A month ago, you may have read about an organization called Women On 20s, whose mission is to put a woman’s face on paper currency by 2020. More than 256,000 followers of the campaign voted to narrow the nominees down from 100 to four. They settled on Rosa Parks, Harriet Tubman, Eleanor Roosevelt, and Wilma Mankiller.

After another voting round, Harriet Tubman has emerged as the nominee that will be used to convince the Treasury Department to make history by better representing history.

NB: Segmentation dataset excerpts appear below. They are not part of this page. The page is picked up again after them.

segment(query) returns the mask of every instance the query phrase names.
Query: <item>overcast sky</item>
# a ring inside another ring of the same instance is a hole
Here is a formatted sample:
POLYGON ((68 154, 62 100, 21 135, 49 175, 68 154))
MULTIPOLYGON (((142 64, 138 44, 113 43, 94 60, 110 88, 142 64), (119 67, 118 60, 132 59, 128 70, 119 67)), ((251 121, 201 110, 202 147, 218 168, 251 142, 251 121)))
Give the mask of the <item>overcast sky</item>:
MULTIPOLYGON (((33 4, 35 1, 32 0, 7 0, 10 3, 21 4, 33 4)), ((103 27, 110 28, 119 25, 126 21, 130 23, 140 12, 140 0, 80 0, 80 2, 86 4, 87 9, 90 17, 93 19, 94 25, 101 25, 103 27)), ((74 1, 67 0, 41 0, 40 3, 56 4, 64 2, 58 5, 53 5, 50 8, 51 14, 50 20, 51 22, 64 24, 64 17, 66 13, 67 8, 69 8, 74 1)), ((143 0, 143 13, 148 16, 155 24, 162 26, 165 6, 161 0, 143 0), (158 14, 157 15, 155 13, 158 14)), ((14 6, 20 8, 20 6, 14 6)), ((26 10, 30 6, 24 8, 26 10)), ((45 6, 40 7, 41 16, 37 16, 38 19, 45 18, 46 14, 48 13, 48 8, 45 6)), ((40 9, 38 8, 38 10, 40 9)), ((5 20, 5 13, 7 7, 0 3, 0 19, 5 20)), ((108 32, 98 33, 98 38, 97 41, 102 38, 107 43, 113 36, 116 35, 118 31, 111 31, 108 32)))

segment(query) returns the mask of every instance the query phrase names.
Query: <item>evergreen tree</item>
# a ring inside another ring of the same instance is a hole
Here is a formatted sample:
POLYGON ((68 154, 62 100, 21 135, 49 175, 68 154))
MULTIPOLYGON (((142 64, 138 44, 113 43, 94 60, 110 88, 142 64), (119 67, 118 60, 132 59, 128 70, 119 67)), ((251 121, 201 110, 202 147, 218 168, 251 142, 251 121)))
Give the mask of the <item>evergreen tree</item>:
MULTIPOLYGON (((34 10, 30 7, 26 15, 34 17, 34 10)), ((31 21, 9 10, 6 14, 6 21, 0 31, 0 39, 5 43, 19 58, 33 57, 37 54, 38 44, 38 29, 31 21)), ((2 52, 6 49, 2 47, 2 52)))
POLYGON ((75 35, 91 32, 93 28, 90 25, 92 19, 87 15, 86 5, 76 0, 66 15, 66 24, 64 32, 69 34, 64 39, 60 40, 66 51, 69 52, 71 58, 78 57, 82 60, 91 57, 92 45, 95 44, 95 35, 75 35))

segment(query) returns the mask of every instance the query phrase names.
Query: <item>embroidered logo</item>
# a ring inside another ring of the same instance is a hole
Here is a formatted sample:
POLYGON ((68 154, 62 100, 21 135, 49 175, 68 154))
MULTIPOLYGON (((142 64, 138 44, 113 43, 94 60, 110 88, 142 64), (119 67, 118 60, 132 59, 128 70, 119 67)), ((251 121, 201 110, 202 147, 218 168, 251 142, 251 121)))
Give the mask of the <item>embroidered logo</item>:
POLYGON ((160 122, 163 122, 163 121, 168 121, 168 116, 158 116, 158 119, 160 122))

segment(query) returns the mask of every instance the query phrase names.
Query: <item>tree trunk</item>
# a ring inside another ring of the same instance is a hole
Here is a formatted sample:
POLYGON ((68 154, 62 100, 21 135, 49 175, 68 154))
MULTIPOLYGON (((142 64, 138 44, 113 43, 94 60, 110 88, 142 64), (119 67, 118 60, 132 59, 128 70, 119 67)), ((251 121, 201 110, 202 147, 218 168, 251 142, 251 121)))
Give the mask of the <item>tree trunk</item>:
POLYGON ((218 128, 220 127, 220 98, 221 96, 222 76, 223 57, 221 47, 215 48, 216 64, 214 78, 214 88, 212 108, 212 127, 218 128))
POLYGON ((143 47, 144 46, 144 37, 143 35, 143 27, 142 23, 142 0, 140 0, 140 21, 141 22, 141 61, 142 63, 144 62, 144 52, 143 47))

For those who didn't pay attention in school or are from Mars, Tubman was considered the "Moses" of her time. Born into slavery, she managed to escape to the North and then proceeded to return to the South (19 TIMES!) to lead 300 others—including her siblings and parents—to freedom, using her knowledge of safe-houses. During the Civil War, she served as a cook, nurse, scout and spy for the Union. She even became the first woman in U.S. history to lead a military expedition, which involved destroying a Confederate supply depot and freeing more than 750 slaves.

Despite all of her heroism, the only compensation she received was in the form of a widow's pension of $8 per month. She had to petition Congress to get an increase that reflected her work as a nurse, which the government paid only in part. These issues of recognition make the idea of Tubman gracing the money she was so long denied that much sweeter.